PARTE III
FREDO
Roma
29, abril 1997Havia uma sombra escura em formato de homem em meio á multidão de Roma. A figura caminhava discreta e tristemente pelas ruas e avenidas, observando por seus cansados olhos a cidade iluminada repleta de pessoas sem luz.
Ele passou em frente de alguns comércios abertos naquela noite, porém luz alguma dentre todas as que davam clareza às loja foram eficaz o bastante para iluminar a sua escura alma.

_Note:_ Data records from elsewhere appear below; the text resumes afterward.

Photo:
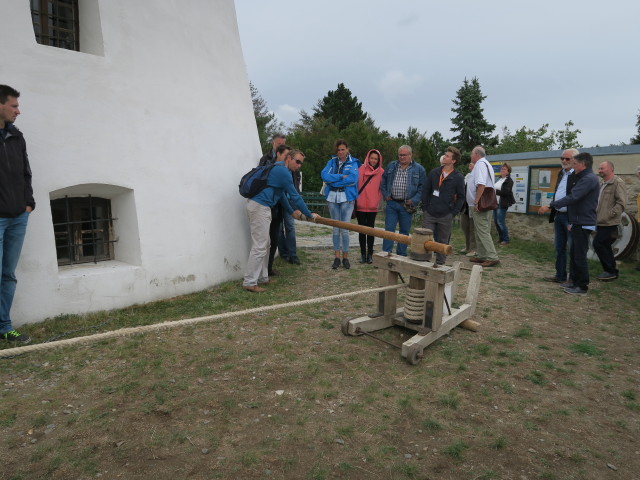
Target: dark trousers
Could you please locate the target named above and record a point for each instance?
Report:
(274, 232)
(368, 219)
(579, 263)
(605, 236)
(561, 237)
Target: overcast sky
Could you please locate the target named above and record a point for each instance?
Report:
(537, 62)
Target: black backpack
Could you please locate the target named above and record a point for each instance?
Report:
(253, 182)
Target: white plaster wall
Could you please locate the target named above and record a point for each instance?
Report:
(165, 112)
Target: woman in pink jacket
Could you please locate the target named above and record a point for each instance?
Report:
(369, 197)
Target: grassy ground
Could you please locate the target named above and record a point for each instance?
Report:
(549, 388)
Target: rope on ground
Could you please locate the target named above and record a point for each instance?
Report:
(187, 321)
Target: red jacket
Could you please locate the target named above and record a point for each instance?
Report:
(370, 197)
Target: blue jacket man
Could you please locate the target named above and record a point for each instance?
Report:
(259, 208)
(581, 201)
(402, 184)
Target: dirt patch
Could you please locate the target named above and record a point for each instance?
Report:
(547, 389)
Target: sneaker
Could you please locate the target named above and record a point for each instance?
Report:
(607, 277)
(13, 336)
(553, 279)
(575, 291)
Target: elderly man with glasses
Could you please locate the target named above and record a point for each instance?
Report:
(560, 220)
(401, 186)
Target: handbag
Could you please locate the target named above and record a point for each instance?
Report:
(488, 199)
(355, 204)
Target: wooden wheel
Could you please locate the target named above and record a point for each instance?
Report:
(415, 354)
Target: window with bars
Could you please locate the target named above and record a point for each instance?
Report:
(55, 23)
(83, 229)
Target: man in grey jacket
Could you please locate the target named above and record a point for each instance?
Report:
(611, 204)
(16, 203)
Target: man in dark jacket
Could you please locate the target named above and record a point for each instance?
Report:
(16, 203)
(583, 189)
(560, 220)
(442, 198)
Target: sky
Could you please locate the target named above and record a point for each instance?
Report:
(537, 62)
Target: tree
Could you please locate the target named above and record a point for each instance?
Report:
(567, 138)
(340, 107)
(266, 121)
(528, 140)
(525, 140)
(469, 121)
(636, 140)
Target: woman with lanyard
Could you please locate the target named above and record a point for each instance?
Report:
(504, 192)
(341, 179)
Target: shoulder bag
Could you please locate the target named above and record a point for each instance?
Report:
(488, 199)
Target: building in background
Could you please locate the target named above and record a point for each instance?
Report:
(139, 124)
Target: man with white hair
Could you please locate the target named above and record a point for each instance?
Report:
(611, 204)
(481, 178)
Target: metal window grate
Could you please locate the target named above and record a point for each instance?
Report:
(83, 229)
(55, 23)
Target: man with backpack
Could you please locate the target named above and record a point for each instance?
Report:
(259, 207)
(277, 214)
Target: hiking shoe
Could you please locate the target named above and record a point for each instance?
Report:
(607, 277)
(575, 291)
(13, 336)
(294, 260)
(553, 279)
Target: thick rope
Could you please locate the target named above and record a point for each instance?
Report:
(10, 352)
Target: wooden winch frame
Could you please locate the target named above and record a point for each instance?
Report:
(434, 280)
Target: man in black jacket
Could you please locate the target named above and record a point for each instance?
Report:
(442, 198)
(16, 203)
(582, 200)
(560, 220)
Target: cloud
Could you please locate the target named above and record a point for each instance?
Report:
(396, 83)
(288, 113)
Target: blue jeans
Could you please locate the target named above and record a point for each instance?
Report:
(396, 214)
(500, 219)
(579, 262)
(287, 237)
(341, 211)
(562, 237)
(602, 245)
(12, 231)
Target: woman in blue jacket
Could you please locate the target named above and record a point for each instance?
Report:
(341, 190)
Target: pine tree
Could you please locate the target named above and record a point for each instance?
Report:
(340, 108)
(469, 121)
(636, 140)
(266, 121)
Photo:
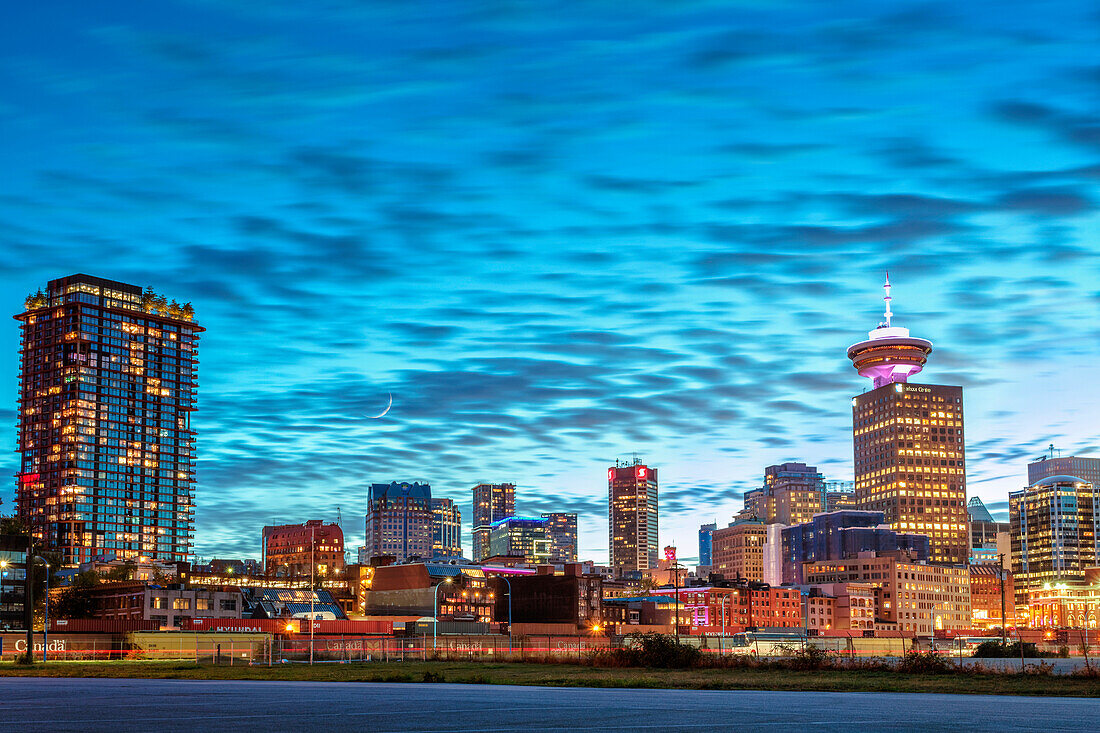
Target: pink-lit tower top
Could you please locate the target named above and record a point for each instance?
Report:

A tal figura era Fredo. Que consequentemente após a morte de Marco, se sentia invisível. Era como se as outras pessoas ao seu redor seguissem suas vidas caminhando o mais rápido e firme o possível, enquanto ele ficava parado. Mas de forma alguma buscou correr mais rápido que elas. Deixou que pelo menos em outra cidade, com pessoas que não se importavam sobre quem ele seria e o que estaria sentindo, que o olhar triste e pesado transmitisse seus reais sentimentos.
Culpa.
Culpa pois lembrava que a meses atrás, quando de repente surgiu uma nova oportunidade de reerguer os negócios, nunca imaginou que acabaria assim.
Mas por quê? Ele se perguntou. Talvez por conta do barulho da multidão não foi possível encontrar uma resposta concreta, que fizesse sentido com tal acontecimento. "Não era pra ter sido assim", ele insistia. Porém por mais que ele se mantinha a se questionar sobre a morte, não chegava a caminho algum, a não ser culpar a si mesmo por ter aceitado a proposta do Marco.

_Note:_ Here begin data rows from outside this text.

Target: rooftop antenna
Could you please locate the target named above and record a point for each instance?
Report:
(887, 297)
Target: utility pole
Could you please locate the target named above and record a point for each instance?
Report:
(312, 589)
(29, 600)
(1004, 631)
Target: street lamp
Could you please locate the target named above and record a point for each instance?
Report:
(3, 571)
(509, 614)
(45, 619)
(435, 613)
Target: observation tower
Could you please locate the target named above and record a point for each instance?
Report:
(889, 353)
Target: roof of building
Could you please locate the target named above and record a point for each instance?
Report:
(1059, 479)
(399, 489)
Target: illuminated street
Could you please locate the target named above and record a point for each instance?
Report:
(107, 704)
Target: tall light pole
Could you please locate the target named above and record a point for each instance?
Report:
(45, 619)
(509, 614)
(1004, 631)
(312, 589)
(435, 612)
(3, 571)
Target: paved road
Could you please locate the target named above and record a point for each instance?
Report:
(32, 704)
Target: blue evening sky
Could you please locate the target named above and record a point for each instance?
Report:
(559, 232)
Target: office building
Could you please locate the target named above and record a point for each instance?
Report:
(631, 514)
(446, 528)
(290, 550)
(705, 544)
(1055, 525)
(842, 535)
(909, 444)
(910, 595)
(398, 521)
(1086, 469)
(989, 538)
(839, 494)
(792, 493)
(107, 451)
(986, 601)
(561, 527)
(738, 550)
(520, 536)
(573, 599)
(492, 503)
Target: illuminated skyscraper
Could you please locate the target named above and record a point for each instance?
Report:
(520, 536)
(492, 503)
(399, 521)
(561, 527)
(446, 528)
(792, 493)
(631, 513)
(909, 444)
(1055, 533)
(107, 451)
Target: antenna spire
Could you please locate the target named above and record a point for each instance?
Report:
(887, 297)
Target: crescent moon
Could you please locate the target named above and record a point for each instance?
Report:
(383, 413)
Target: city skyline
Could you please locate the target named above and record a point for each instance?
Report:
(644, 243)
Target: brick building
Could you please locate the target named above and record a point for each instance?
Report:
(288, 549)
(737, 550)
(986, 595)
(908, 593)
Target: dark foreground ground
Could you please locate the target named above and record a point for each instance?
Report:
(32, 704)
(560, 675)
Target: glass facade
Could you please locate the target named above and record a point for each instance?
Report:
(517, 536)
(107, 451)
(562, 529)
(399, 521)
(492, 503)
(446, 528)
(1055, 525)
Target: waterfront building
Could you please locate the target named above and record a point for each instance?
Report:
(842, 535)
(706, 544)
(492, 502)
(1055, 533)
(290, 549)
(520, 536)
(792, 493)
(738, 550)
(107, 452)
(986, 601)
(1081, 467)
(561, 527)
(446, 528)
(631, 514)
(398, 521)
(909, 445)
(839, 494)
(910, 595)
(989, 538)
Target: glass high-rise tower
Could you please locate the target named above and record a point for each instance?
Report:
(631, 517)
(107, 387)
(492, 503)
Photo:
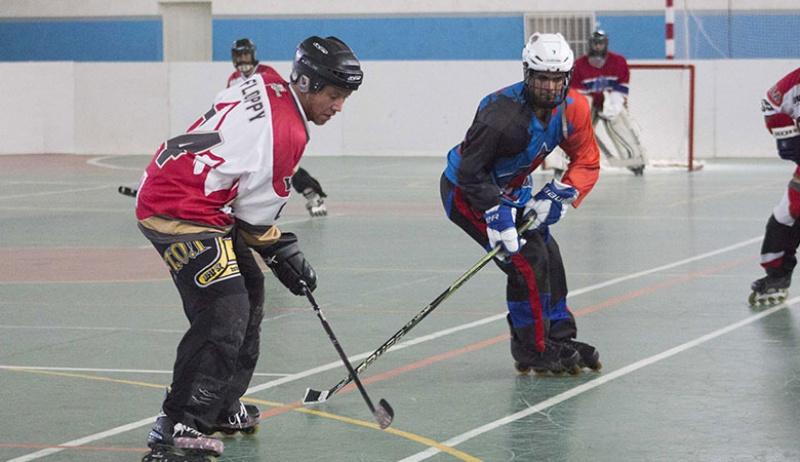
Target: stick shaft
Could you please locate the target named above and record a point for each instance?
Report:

Mesmo que por um lado já havia chegado à conclusão de que teria um traíra dentre seus clientes, não era essa a resposta que buscava. O "por que" se referia a própria morte. Por qual razão pessoas morrem todos os dias? Elas já têm conhecimento disso? Haveria um dia específico para todos nós quando morremos? E qual seria esse? E se sim, por que justo aquele dia?

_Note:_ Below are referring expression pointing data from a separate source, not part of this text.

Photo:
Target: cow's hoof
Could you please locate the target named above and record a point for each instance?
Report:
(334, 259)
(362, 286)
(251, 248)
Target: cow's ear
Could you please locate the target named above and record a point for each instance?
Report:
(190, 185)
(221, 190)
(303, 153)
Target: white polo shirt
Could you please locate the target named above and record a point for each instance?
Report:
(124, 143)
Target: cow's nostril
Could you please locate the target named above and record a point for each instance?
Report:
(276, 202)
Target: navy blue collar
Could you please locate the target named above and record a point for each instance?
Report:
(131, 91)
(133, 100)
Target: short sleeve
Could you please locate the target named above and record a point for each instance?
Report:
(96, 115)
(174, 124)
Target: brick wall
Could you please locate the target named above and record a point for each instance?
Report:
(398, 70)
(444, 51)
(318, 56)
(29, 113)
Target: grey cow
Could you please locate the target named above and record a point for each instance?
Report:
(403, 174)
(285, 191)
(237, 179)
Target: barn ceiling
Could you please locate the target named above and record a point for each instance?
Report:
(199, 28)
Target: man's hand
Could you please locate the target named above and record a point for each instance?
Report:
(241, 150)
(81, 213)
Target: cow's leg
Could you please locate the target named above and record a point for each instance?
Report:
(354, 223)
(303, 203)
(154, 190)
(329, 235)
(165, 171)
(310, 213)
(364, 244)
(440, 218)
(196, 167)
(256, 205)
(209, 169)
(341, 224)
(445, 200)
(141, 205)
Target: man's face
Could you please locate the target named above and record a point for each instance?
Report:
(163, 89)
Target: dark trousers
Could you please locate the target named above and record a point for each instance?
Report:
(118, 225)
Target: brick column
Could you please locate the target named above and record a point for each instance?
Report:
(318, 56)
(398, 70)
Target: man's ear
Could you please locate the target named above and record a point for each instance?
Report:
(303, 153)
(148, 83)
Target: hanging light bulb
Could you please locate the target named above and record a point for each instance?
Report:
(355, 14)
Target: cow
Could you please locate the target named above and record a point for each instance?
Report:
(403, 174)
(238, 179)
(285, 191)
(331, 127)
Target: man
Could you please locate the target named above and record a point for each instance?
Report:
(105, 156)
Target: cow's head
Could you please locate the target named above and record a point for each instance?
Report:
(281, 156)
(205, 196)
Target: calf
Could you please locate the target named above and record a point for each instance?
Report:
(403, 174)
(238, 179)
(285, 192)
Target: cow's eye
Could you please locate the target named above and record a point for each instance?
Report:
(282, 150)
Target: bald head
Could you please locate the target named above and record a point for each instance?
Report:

Pobre Al, fazia tantas perguntas a si mesmo que não tinha capacidade para colocá-las todas no papel. Então escreveu uma coisa mais simples no pequeno caderno de anotações que trazia consigo.
"Saber quando, como e porquê."
X
Depois de finalmente conseguir abrir a porta enterrada do apartamento de Aléssio, não foram necessários mais que 10 segundos para Al perceber que não havia, de modo algum, condições de construir uma família naquele lugar, assim como seu irmão buscava fazer à anos atrás, antes de sua mulher "viajar" para bem longe. "Ela o mandaria pro inferno" pensou ele.
Fredo caminhou por todos os cômodos que não eram nada longe um do outro, analisando cada pequena parte do muquifo que moraria por algumas semanas, meses ou até temidos anos.
As luzes eram fracas e amareladas, as paredes desgastadas, pintadas numa cor meio verde. A sala era anexada com a cozinha em um corredor grande, depois, virando ao lado esquerdo havia um quarto que além de sujo, não tinha se quer um colchão aceitável para se deitar. Mas apesar disso, havia um banheiro perfeito para chorar como uma pobre criança solitária.
Voltando para a cozinha sem interesse total em saber qual seria a visão da varanda, Fredo correu para a geladeira pensando por 1 milésimo de segundo, em ter alguma comida. Mesmo sem nenhum ser humano ter entrado ali a pouco mais de 5 anos.
Visto isso, Al deduziu que teria de ir ao supermercado.
X
Ele riscava cada ingrediente conforme os colocava na pequena cesta. Sobrou apenas o último item e provavelmente o mais importante: o vinho tinto.
Havia um corredor inteiro repleto de vinhos, de quase todas as partes e regiões da Itália e do mundo. Ao fim do corredor estavam os mais refinados e antigos, mantendo os mais caros na visão dos olhos e os mais baratos na última fileira. Fredo buscou com os olhos o vinho que havia comprado um mês antes de seu aniversário, mas sem sucesso.
Porém seu pensamento crítico foi interrompido por uma mão que o cutucou por detrás, acompanhada de uma voz doce e fina, nada familiar.
— Com licença, o senhor por acaso sabe onde fica os vinhos brancos?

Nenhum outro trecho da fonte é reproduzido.